How Evagene supports the workflow
Evagene is a browser-based clinical pedigree management platform built for exactly this workflow. The pedigree is drawn once on a canvas designed for live-consultation speed — gesture drawing, keyboard shortcuts, standard clinical notation — and is annotated with the cancer diagnoses, ages, and ethnicity information that risk models need. Disease annotation uses ICD-10 and OMIM codes across a 200-plus disease catalogue, with breast, ovarian, and related cancers handled natively.
From the same pedigree, BRCAPRO runs directly with no re-entry. The BayesMendel package runs in an R sidecar process that invokes the validated code, so the calculation is the same one clinical research relies on. Results appear alongside the pedigree. For comprehensive risk with polygenic and lifestyle integration, Evagene supports GEDCOM 5.5.1 export so the pedigree can be taken into CanRisk; for lifetime-risk decisions, the same export and structured JSON feed into IBIS.
Two additional capabilities are relevant to breast cancer workflows. Batch risk screening runs BRCAPRO alongside MMRpro, PancPRO, and Mendelian analyses across the full disease catalogue in one operation, flagging conditions where the pedigree crosses thresholds. A family presenting with breast cancer but also containing a pancreatic case or a colorectal case has those signals surfaced automatically.
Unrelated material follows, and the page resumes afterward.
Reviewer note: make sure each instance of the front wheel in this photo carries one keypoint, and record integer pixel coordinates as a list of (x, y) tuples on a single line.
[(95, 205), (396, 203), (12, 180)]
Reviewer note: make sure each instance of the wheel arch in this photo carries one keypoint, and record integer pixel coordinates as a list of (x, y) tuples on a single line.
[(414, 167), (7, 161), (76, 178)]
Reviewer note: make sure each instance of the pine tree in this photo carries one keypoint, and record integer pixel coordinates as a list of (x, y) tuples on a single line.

AI interpretation with bring-your-own-key large language models drafts structured clinical summaries combining pedigree findings with risk results, which a clinician reviews. The BYOK model means traffic goes to your contracted LLM provider, not through a Evagene-hosted model.
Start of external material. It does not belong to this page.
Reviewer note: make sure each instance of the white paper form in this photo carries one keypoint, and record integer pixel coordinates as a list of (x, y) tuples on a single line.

For programmatic use, risk results are available through the REST API and MCP server. Documentation is at evagene.net/help. Evagene is free during Alpha via the waiting list, with zero install required.
Frequently asked questions
How does family history affect breast cancer risk?
A first-degree relative with breast cancer roughly doubles baseline risk. Risk rises with more affected relatives and younger age at diagnosis. Combined with ovarian cancer or male breast cancer in the same family, a hereditary cancer syndrome becomes more likely.
What are the red-flag patterns for hereditary breast cancer?
Early-onset, bilateral, triple-negative under 60, male breast cancer, ovarian cancer in the same family, multiple primaries, Ashkenazi Jewish heritage, and autosomal dominant transmission across generations.
When should someone be referred for genetic testing?
Following NICE CG164 or NCCN criteria, which include specific family-history patterns and quantitative model thresholds. Local commissioning frameworks provide the operational cut-offs.
What are the main breast cancer risk models?
BRCAPRO (BRCA1/2 carrier probability), BOADICEA (comprehensive multi-gene + polygenic + lifestyle), Tyrer-Cuzick (lifetime breast cancer risk), Gail (screening-age short- and long-term risk), and Claus (historical FH-only).
What does a good family history include?
Three generations on both parental sides, with cancer site, age of diagnosis, laterality, vital status, ethnicity, and any prior genetic testing results for every relative.
How does Evagene support the workflow?
Pedigree on a single canvas, BRCAPRO running directly on it via BayesMendel, batch screening across all catalogued diseases, AI-drafted reports with BYOK LLMs, and GEDCOM export to external tools.
Which model should I run first?
Depends on the clinical question. Testing eligibility: BRCAPRO or BOADICEA. Screening intensity: Tyrer-Cuzick. General screening-age risk: Gail. Many services run more than one.